August 16, 2013

 

Artifact: Sketch of the English Conference of 1872


Size:
10.5 x 8.5 inches

Date: possibly 1947

Significance: The sketch is an artist’s (Wm. M. Lawson of Chicago) conception of the free conference that was held August 16-20, 1872, in Gravelton, Missouri. At this conference, the English Lutheran Conference of Missouri was organized. This organization was the precursor to the English Evangelical Lutheran Synod of Missouri and Other States (1891), which joined the Missouri Synod in 1911 as the English District. This sketch appeared (possibly for the first time in print) in The Lutheran Witness: English District Edition on August 12, 1947, in an article celebrating the seventy-fifth anniversary of the free conference. Dr. C. F. W. Walther (right) is shown preaching from a wagon, Rev. Jonathan Moser (middle) stands translating Walther’s words into English, and Rev. Polycarp C. Henkel (left), the pastor at Zion Lutheran in Gravelton where the conference was held, is also pictured.

Firsthand Account of Walther at the Conference: In the seventy-fifth anniversary article in 1947, Mrs. Belle Johnson, granddaughter of one of the charter members of Zion, was quoted recalling the German service during which Walther preached along with the sessions of the conference. Johnson was 82 at the time and had attended the conference as a child. She recounted the following:

When Walther preached he stood in the back of a buckboard wagon with a brush arbor over him for shade. This latter, I believe, was improvised by sympathetic souls who wanted to keep him as cool as possible. He preached in a Prince Albert coat and we were all gathered outside the old meeting house, because there was no room within and it was cooler outdoors. We children sat on oak slab benches laid across short logs and the men and women sat apart.

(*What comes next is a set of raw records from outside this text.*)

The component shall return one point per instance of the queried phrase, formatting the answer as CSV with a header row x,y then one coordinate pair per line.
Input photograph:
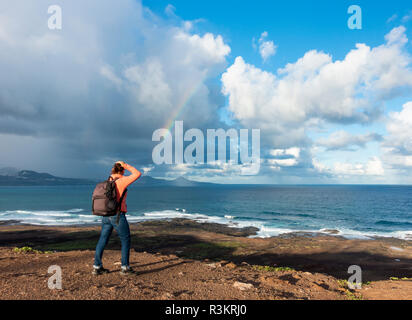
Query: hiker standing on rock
x,y
109,201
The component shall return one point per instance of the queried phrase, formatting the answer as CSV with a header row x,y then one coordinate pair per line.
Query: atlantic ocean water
x,y
349,211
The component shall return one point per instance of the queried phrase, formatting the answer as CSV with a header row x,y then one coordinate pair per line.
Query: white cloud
x,y
295,152
344,140
373,167
397,146
112,75
267,48
316,88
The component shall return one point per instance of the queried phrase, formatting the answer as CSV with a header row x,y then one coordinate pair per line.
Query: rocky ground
x,y
181,260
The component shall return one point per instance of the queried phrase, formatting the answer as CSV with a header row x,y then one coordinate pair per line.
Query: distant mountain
x,y
9,171
11,177
15,177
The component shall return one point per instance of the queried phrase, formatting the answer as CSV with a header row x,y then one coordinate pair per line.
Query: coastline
x,y
300,255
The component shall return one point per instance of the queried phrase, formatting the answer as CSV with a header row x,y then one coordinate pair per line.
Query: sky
x,y
333,104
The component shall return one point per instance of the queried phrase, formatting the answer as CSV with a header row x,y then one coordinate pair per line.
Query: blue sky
x,y
332,103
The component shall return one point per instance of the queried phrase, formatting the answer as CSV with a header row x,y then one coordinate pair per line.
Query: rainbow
x,y
184,101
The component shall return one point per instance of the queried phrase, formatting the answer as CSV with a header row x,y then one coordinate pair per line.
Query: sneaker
x,y
125,271
100,271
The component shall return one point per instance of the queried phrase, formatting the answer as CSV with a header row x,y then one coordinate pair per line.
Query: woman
x,y
119,223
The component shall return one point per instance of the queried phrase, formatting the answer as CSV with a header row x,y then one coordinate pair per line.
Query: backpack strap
x,y
119,209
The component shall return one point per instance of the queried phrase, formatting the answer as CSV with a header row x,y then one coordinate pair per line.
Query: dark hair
x,y
117,169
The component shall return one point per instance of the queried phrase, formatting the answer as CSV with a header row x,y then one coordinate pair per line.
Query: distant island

Excerpt from Fred C. Stein and H. William Lieske, “A Description of the Cradle of the English District, After Seventy-Five Years,” The Lutheran Witness: English District Edition 66 (12 August 1947).
About the Conference: The free conference was held at the request of Polycarp C. Henkel and Jonathan R. Moser, both of Gravelton, Missouri. They invited men from other Lutheran synods in Missouri to the conference with the intent to advance the English Lutheran Church in the West. Participants included Henkel, Moser and six laymen from the Tennessee Synod; Rev. Andrew Rader and three laymen of the Holsten Synod; Prof. C. F. W. Walther and Rev. C. S. Kleppisch of the Missouri Synod; Prof. F. A. Schmidt of the Norwegian Synod; and other attendees from miles around. Walther presented sixteen doctrinal theses along with the reasoning for them from the Lutheran Confessions. He spoke in German when presenting the theses, and Moser translated his words into English for the attendees. Schmidt, Walther, Kleppisch and Rader all preached at some point during the conference. Walther preached a service in German on the Sunday morning of the conference to the few German-speaking Lutherans in the area, while the other three all preached their sermons in English. Walther gave a recap of the conference in the next issue of Der Lutheraner. He stated that the meeting concluded with a need to get more English pastors, possibly an English student at the seminary and a constitution for the newly organized English Lutheran Conference of Missouri. He concluded his article with the following blessing on this new endeavor:

May God grant His gracious blessing upon this small and promising beginning of providing for the English-speaking children of our Lutheran Church who are scattered here in the West. Every one of us who love Zion should pray down the Heavenly Father’s mercy upon this work of our church. Amen!

Excerpt from Der Lutheraner 28 (1 September 1872), as translated in Fred C. Stein and H. William Lieske, “A Description of the Cradle of the English District, After Seventy-Five Years,” The Lutheran Witness: English District Edition 66 (12 August 1947).